A request for a judicial review into a coroner’s conclusion that the drowning of a 12-year-old Somali refugee was accidental has been dismissed by a High Court judge. Shukri Abdi, 12, died after getting into difficulties in the river in Bury during a heatwave in June 2019.
Following an inquest held in 2020, Coroner Joanne Kearsley ruled that on the ‘balance of probabilities’ Shukri died as a result of an accidental death. Last month her family de ella went to the High Court in Manchester to challenge her conclusion de ella, claiming it was a ‘flawed’ verdict.
Now a senior High Court judge has dismissed the application for a judicial review, concluding: “I have been unable to find any arguable ground for judicial review having any realistic prospect of success.”
READ MORE: ‘An absolute shambles!’ Manchester Airport passengers wait up to 90 minutes for Security – after long check-in queues
The Abdi family argued the coroner only allowed evidence from the day of the tragedy.
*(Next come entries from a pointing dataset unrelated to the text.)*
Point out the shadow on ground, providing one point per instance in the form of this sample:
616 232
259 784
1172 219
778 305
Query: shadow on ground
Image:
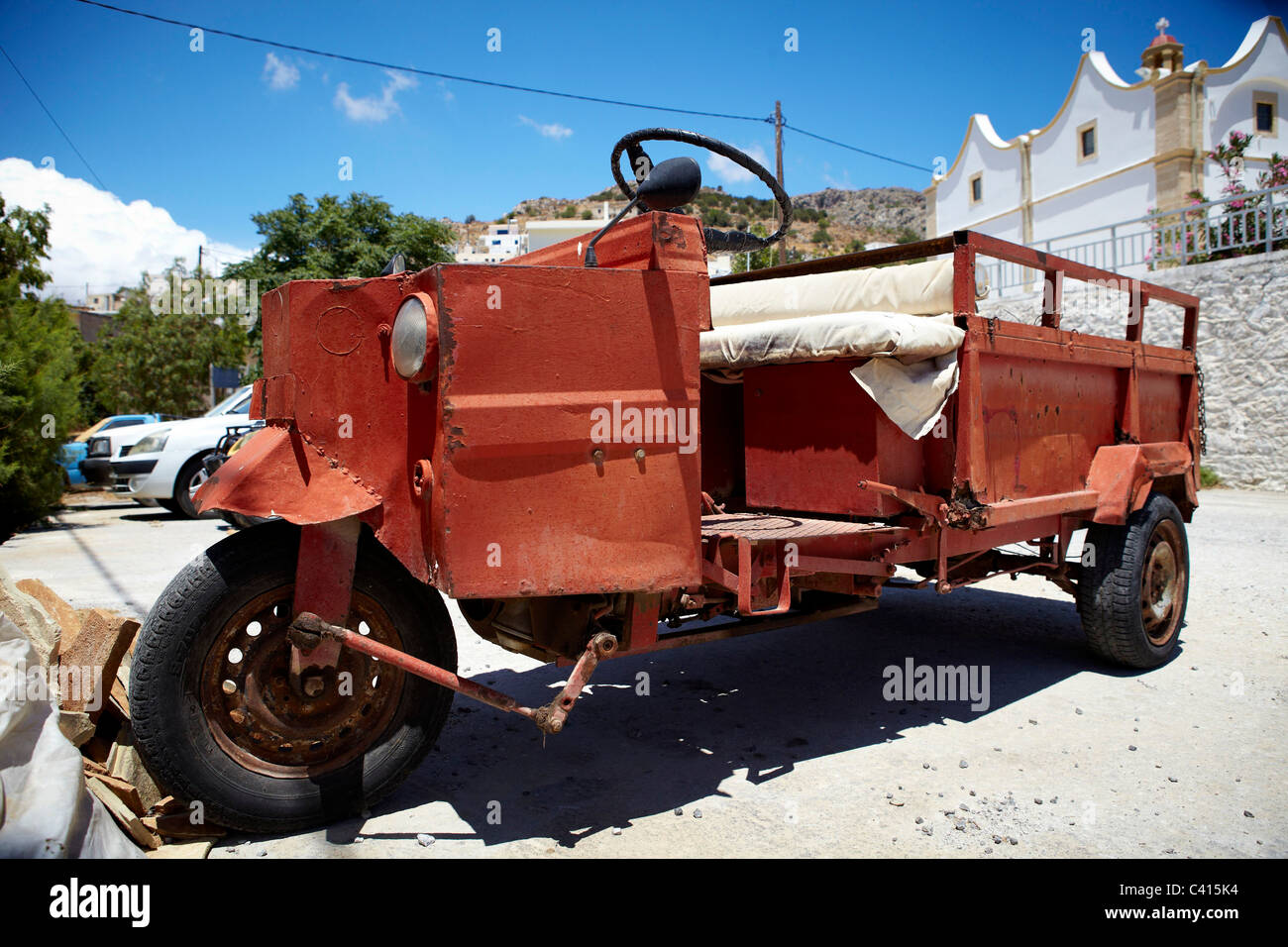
760 703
They said she ruled out evidence about alleged bullying Shukri had suffered previously by the children who were with her when she went into the water.
At the time of her death Shukri was with four other children, who for legal reasons can only be referred to as Child One, Two, Three and Four. The 2020 inquest heard how Child One encouraged Shukri to go into the water despite knowing she couldn’t swim.
Child One told Shukri she would look after her and would teach her to swim. Coroner Joanne Kearsley ruled that meant Child One had a duty of care to Shukri and she breached that duty because she should have been able to foresee the risk of drowning.
But that breach, Ms Kearsley said, wasn’t serious enough to warrant a conclusion of gross negligence manslaughter.
Ms Kearsley said: “Child One was naïve, she was foolish, she thought she could teach Shukri to swim and this ill-considered act went badly wrong. She did not force Shukri into the water, she did not undertake any actions with the explicit intention of causing her harm. She was in unfamiliar water the dangers of which I am satisfied were not fully appreciated. At its highest this was a serious error of judgment. I am sure the ramification of the 27th June 2019 will be felt by many for a long time.”
Considering the application for a judicial review, Mr Justice Fordham concluded ‘it is not arguable with any realistic prospect of success’ that the law and fairness required the coroner to investigate the claims said to have been made by three children concerning alleged ‘planning’ or ‘pushing’
Shukri’s mother had said in a statement for the inquest that: “Shukri was subjected to a daily campaign of bullying by (Child Two) and her friends.”
The judge pointed out that Shukri’s mother had conceded that she did not know Child One and as far as she was aware there were no issues between Child One and her daughter.
Mr Justice Fordham, in his ruling, said: “I have been unable to find in this case any arguable ground for judicial review having a realistic prospect of success. I have been shown no aspect of the process, reasoning or conclusions which, in my judgment – whether individually or cumulatively with other features of the case – entails any arguable vitiating flaw in public law terms.”
He concluded: “Since – for the reasons I have given – I have been unable to find any arguable ground for judicial review having any realistic prospect of success, I refuse the renewed application for permission for judicial review.”
At the hearing at the Civil Justice Center last month, Sophie Cartwright QC, representing Senior North Manchester Coroner Ms Kearsley, said her client had not ‘closed her mind’ to allegations of bullying. She insisted it was covered in the evidence presented to the inquest of the four children.
And, she said the coroner had investigated suggestions that the incident had been planned. Rejecting a claim that more children should have been called to give evidence, Ms Cartwright said the coroner had invited submissions at the inquest about which witnesses should be called and pointed out Ms Kearsley called more witnesses than were requested by the family.
The QC said her client had not been seeking to limit the scope of the inquiry, had been ‘keeping an open mind’ and ‘kept under review’ the actions of Child One.